Yine, 09.05.1960 tarihli ve 21/9 sayılı Yargıtay İçtihadı Birleştirme Kararında da;“Sonradan çıkan içtihattı birleştirme kararının, Temyiz Mahkemesinin bozma kararına uyulmakla meydana gelen usule ait müktesep hak esasının istisnası olarak henüz mahkemede veya Temyiz Mahkemesinde bulunan işlere tatbiki gereklidir. Anayasa Mahkemesi iptal kararlarında da aynı ilke geçerlidir.” şeklinde açıklama yapılmış, Yargıtay Hukuk Genel Kurulu’nun 13.07.2011 tarihli ve 2011/1-421 Esas, 2011/524 K. Sayılı kararında da “Eldeki dava sonuçlanıp kesinleşmeden o davaya uygulanabilecek olan yasa metni Anayasa Mahkemesince iptal edilip, yürürlüğün durdurulmasına karar verildiğine göre, iptal kararı sonucu oluşan durumun 05.09.1960 tarihli, 21/9 sayılı YİBK’da da belirtildiği üzere maddi anlamda kesinleşmemiş olup, derdest olan eldeki davaya da uygulanması zorunludur.” denilmiş, aynı yöndeki içtihat, Yargıtay Hukuk Genel Kurulu’nun 21.03.2012 tarihli ve 2012/20-12 E., 2012/232 K. sayılı kararında da oy birliği ile kabul edilmiştir. Keza 21.01.2004 tarihli ve 2004/10-44 E., 2004/19 K. sayılı ve 03.02.2010 tarihli ve 2010/4-40 E., 2010/54 K. sayılı kararlarında da: “Uygulanması gereken bir kanun hükmü, hüküm kesinleşmeden önce Anayasa Mahkemesince iptaline karar verilirse, usulî kazanılmış hakka göre değil, Anayasa Mahkemesi’nin iptal sonrası oluşan yeni duruma göre karar verilebilecektir.” yönünde değerlendirme ve açıklama yapılmıştır.

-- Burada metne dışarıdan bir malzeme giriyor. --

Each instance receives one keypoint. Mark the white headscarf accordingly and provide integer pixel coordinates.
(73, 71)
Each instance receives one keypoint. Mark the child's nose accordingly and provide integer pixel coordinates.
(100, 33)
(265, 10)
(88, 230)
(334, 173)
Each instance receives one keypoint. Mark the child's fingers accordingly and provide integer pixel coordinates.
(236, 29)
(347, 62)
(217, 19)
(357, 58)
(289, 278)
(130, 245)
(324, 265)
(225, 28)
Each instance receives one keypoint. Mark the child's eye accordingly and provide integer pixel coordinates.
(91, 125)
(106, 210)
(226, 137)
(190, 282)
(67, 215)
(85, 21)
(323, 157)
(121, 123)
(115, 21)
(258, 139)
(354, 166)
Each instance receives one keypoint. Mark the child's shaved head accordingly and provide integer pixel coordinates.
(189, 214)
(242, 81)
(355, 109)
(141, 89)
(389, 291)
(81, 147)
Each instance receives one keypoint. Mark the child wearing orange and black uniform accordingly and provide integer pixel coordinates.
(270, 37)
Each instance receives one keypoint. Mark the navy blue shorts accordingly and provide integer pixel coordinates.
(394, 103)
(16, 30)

Görüldüğü üzere, Anayasa Mahkemesi’nin somut norm denetimi neticesinde verdiği iptal kararlarının Resmî Gazete’de yayımlanması ile sonuç doğuracağı ve bu durumun da bozma kararına uyulmakla meydana gelen usulî müktesep hakkın istisnası olduğu ve eldeki tüm uyuşmazlıklara uygulanması gerektiği uyulması zorunlu yargısal içtihatlar ile kabul edilmiştir.
Anayasa’nın 153. maddesinin birinci fıkrasında herhangi bir denetim yolu tanınmamış ve Anayasa Mahkemesi kararlarının kesin olduğu belirtilmiş, beşinci fıkrada “İptal kararları geriye yürümez” kuralına yer verilmiştir.
Türk Anayasal sisteminde, “Devlete güven” ilkesini sarsmamak ve ayrıca devlet yaşamındabir kargaşaya neden olmamak, kazanılmış hakları korumak için iptal kararlarının geriye yürümezliği kuralı kabul edilmiştir. Böylece hukuksal ve nesnel alanda etkilerini göstermiş, sonuçlarını doğurmuş bulunan durumların, iptal kararlarının yürürlüğe gireceği güne kadarki dönem için geçerli sayılması sağlanmıştır. Bir kural işlemle kurulan statünün Anayasa Mahkemesi’nin iptal kararıyla ya da bir başka kural işlemle kaldırılması durumunda, bu statüye bağlı öznel (sübjektif) işlemlerin de geçersiz duruma düşmesi doğaldır. Dolayısıyla bu öznel işlemlerle, ortadan kalkan statüye dayanarak ileriye dönük haklar elde edilemez. Anayasa’nın bağlayıcılığı, Anayasa Mahkemesi kararlarına tüm devlet organlarının uyma zorunluluğu ve Anayasa’nın üstünlüğü ilkesi, Anayasa’ya aykırı bir kuralın aykırılığının saptanmasından sonra uygulama alanı bulmasını kesinlikle önler. Anayasa Mahkemesi iptal kararlarının zaman içerisindeki etkisi böylece çıkmakta ve “İptal kararlan geriye yürümez” kuralı belirtilen anlamı taşıyarak geçerli olmaktadır. Anayasa’nın 153. maddesindeki “İptal kararları geriye yürümez” kuralının, geriye yürümezlik kuralının, yalnız lafza bağlı kalınarak yorumlanması hukuk devleti ilkesine ve bu ilke içinde var olan adalet ve eşitlik ilkelerine aykırı sonuçlar doğurabileceği gibi itiraz yoluyla yapılacak denetimin amacına da ters olduğu aşikârdır. Ayrıca iptal kararının geriye yürümezliği kuralı çoğu zaman iptal kararlarını işlevini ve etkinliğini azaltmaktadır.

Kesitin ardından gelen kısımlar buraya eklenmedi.